This notebook shows how to process large datasets with Dask in preparation for machine learning.

## Initialize Dask cluster

### Exercise

Create a `cluster` and `client` object to connect to our Dask cluster. Check out [03-dask-basics.ipynb](03-dask-basics.ipynb) if you need some help!

In [None]:
from dask_saturn import SaturnCluster
from dask.distributed import Client

cluster = SaturnCluster(
    <<< FILL IN >>>
)
client = <<< FILL IN >>>

In [None]:
from dask_saturn import SaturnCluster
from dask.distributed import Client

cluster = SaturnCluster(
    scheduler_size='medium',
    worker_size='xlarge',
    n_workers=5,
    nthreads=4,
)
client = Client(cluster)

In [None]:
client.wait_for_workers(5)
client

# Load and process large dataset

## Load data

Our large dataset for this notebook will be NYC taxi data from all of 2019 (in [02-single-node.ipynb](02-single-node.ipynb) we just used one month of 2019). Rather than load the data with pandas' `pd.read_csv`, we will use Dask's [`dd.read_csv` method](https://docs.dask.org/en/latest/dataframe-create.html).

In [None]:
import s3fs
import pandas as pd
import numpy as np
import dask
import dask.dataframe as dd
from dask.distributed import wait

s3 = s3fs.S3FileSystem(anon=True)

`dd.read_csv` accepts glob syntax for loading in multiple files. This way, we don't have to write a for loop and concatenate DataFrames like we tried with pandas. 

In [None]:
files_2019 = 's3://nyc-tlc/trip data/yellow_tripdata_2019-*.csv'
s3.glob(files_2019)

<br>

We need to pass a couple of extra arguments to `dd.read_csv`:
- `storage_options=...`: this tells Dask to use anonymous S3 access (we did this with `s3.open` for pandas)
- `assuming_missing=True`: this tells Dask to read all numeric columns as floats. Dask sometimes needs type information up-front to be able to parallelize tasks effectively.

In [None]:
%%time

taxi = dd.read_csv(
    files_2019,
    parse_dates=['tpep_pickup_datetime', 'tpep_dropoff_datetime'],
    storage_options={'anon': True},
    assume_missing=True,
)

In [None]:
taxi

Notice that previewing the `taxi` object doesn't print out the contents of the DataFrame, like with pandas. This is because Dask has not yet loaded any data. It does tell us the number of partitions (i.e. little pandas DataFrames) the big Dask DataFrame has. 

### Exercise

Compute the number of rows in the `taxi` DataFrame (hint: think pandas API!).

In [None]:
<<< FILL IN >>>

In [None]:
len(taxi)

--- 

You may have tried `taxi.shape` and gotten some unfamiliar output. This because of Dask's lazy evaluation - Dask doesn't perform any operations until asked to. `len` is a special case that triggers computation. If we want to get the row count of out `taxi.shape`, we need to run `.compute()` on the delayed object.

In [None]:
taxi.shape[0].compute()

In [None]:
taxi_bytes = taxi.memory_usage(deep=True).sum()
taxi_bytes

Notice the above cell completed immediately (but we don't have the result). A comparable pandas call would take a few seconds to compute the memory usage. You guessed it - lazy evaluation! 

### Exercise

Trigger computation on `taxi_bytes` to get the actual size of the Dask DataFrame.

In [None]:
%%time
print(f"Size (MB): {<<< FILL IN >>>}")

In [None]:
%%time
print(f"Size (MB): {taxi_bytes.compute() / 1e6}")

--- 

`.compute()` returns results immediately. Be careful though, because if you run `taxi.compute()` Dask will give you the entire big DataFrame as a pandas object (this will certainly blow up the kernel!).

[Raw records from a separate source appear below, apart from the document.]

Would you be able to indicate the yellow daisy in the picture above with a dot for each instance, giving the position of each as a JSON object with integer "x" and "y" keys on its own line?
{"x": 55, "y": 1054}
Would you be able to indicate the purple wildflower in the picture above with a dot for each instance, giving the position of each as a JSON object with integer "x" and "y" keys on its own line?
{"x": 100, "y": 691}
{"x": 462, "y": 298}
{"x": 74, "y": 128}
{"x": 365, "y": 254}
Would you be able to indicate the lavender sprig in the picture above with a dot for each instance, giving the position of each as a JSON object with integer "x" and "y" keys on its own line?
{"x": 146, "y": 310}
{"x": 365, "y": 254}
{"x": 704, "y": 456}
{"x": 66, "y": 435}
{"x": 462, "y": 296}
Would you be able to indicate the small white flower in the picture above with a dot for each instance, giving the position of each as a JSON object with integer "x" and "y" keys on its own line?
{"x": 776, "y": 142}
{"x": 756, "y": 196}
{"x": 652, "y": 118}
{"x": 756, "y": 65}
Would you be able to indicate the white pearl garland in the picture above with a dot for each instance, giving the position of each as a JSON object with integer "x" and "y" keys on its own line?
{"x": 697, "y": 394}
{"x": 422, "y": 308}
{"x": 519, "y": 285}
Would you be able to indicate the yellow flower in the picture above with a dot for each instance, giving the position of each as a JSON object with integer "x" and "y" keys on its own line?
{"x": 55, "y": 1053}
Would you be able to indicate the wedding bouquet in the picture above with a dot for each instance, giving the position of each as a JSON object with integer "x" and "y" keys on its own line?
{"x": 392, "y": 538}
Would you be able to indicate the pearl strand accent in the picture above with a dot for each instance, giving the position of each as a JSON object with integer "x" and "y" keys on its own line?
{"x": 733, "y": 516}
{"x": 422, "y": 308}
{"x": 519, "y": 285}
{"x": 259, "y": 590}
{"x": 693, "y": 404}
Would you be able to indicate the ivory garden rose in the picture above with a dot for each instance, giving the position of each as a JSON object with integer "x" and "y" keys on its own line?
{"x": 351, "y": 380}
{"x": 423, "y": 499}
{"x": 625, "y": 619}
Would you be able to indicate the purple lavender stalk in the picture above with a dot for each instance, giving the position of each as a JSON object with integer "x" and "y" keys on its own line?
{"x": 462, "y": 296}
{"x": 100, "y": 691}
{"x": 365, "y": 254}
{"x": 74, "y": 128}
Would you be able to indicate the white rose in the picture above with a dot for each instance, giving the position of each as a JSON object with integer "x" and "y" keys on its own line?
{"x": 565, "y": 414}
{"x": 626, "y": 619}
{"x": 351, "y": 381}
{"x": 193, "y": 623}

It it useful in many cases to trigger computation on objects even if you don't want to pull them down to the Jupyter Server. In this case we use `.persist()`, which triggers all computations performed on the DataFrame and holds the results in memory across the _cluster_. More discussion about `.compute()` vs. `.persist()` is in [03-dask-basics.ipynb](03-dask-basics.ipynb). Persisting becomes useful when we perform later machine learning operations, as we don't want Dask to be re-parsing CSV files in each iteration of model training.

In [None]:
taxi = taxi.persist()

Notice that the above cell completed immediately but the Dask Dashboard is still doing work. We can use the `wait()` function to block our notebook until the `taxi` DataFrame is fully done persisting.

In [None]:
%%time
_ = wait(taxi)

The cell below will run much faster than before! This is because the DataFrame is loaded up into memory across the cluster, and Dask does not need to download and parse the CSV files again.

In [None]:
%%time
taxi_bytes = taxi.memory_usage(deep=True).sum()
print(f"Size (MB): {taxi_bytes.compute() / 1e6}")

### Messy data - `dask.delayed`

> Advanced topic: This section is optional. You may continue to the **Exploratory Analysis** section if you want to skip this.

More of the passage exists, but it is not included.